Elle doit également se battre au quotidien. Sa trithérapie épuise son cœur, on lui en transplante un, en 2003. Elle devient ainsi la première séropositive greffée du cœur en France. « En sortant de ma greffe, je pesais 35 kg. J’ai divorcé, déménagé, je n’ai plus eu de travail ou de vie sociale. Cela faisait beaucoup ». Elle s’accroche néanmoins, surtout pour sa fille Tara, née séronégative en 2000 de sa « volonté de survivre ». Comme lors de ce nouveau coup dur en 2008. Un infarctus. Son cœur s’arrête de battre pendant 22 secondes.

Elle remonte la pente, notamment grâce à la psychanalyse. Retrouve le chemin des planches, se met à la chanson et continue dans l’écriture, avec un septième livre publié en 2022 Se réconcilier avec soi. Elle s’engage aussi activement en faveur du don d’organes et devient la marraine de la fondation « Greffe de vie ».

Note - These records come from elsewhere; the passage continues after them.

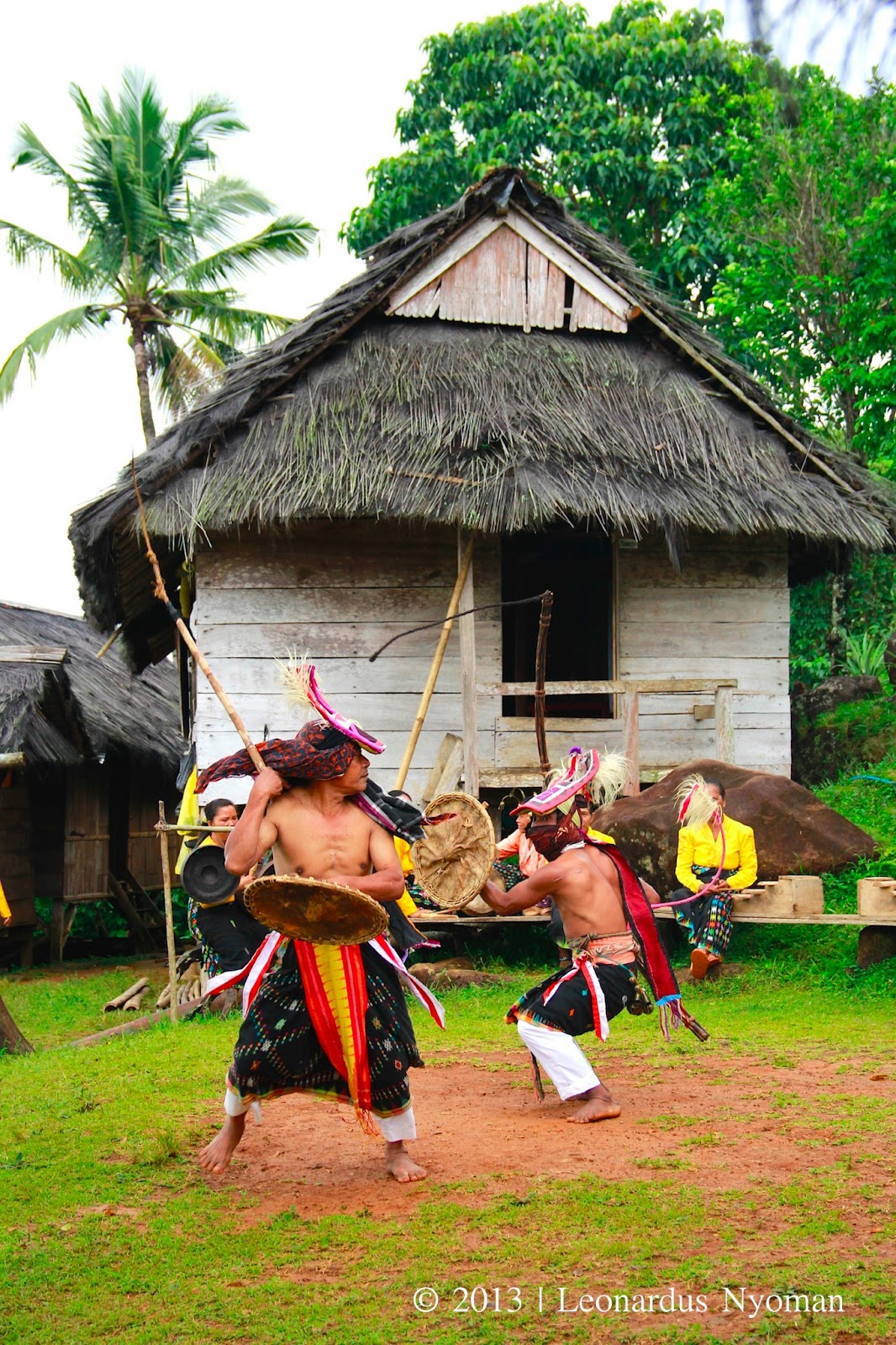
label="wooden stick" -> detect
[535,592,554,783]
[159,799,177,1022]
[394,535,475,789]
[63,1004,195,1047]
[103,977,150,1013]
[130,462,265,771]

Résolument optimiste, elle gardait une certaine amertume des années où elle s’était sentie lâchée. « Aujourd’hui, quand Stromae chante ses pensées suicidaires ou Florent Pagny parle de son combat contre le cancer, on les soutient et c’est bien. Moi, à l’époque, on m’a laissée toute seule dans mon coin ».

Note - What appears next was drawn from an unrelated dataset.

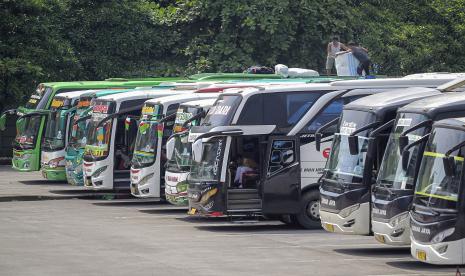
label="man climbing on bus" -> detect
[336,41,371,76]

« En attente de mon 3e », écrit-elle sur Instagram le 8 juin. Avec un humour teinté de lassitude : « J’ai besoin de toutes vos ondes positives. Car la Warrior est moins Warrior... » Et si, quelques jours après seulement, elle obtient un nouveau cœur, la greffe sera un échec. Elle a été opérée le 14 juin pour remplacer son « cœur d’occasion » comme elle l’appelait, mais cette nouvelle greffe n’a pas pris, ce troisième cœur n’a pas vécu…

Les associations d’aide aux malades du Sida ont twitté des messages d’hommages, à l’instar de Aides : « Nous apprenons avec émotion le décès de Charlotte Valandrey, qui a maintes fois contribué à nos côtés à lutter contre le VIH et les discriminations subies par les personnes qui vivent avec ».
Charlotte Valandrey a « été une grande et inlassable témoin de la vie avec le VIH et a ainsi permis de faire avancer le combat contre la stigmatisation », a écrit Sidaction sur ses réseaux.
Le groupe TF1, diffuseur de ces séries, a fait part de sa « profonde tristesse ».

Charlotte Valandrey doit être « inhumée dans l’intimité à Pléneuf-Val André », commune bretonne où elle passa des vacances durant son enfance et qui inspira son nom d’artiste, ont annoncé ses proches.

Une cérémonie religieuse aura lieu en septembre à Paris.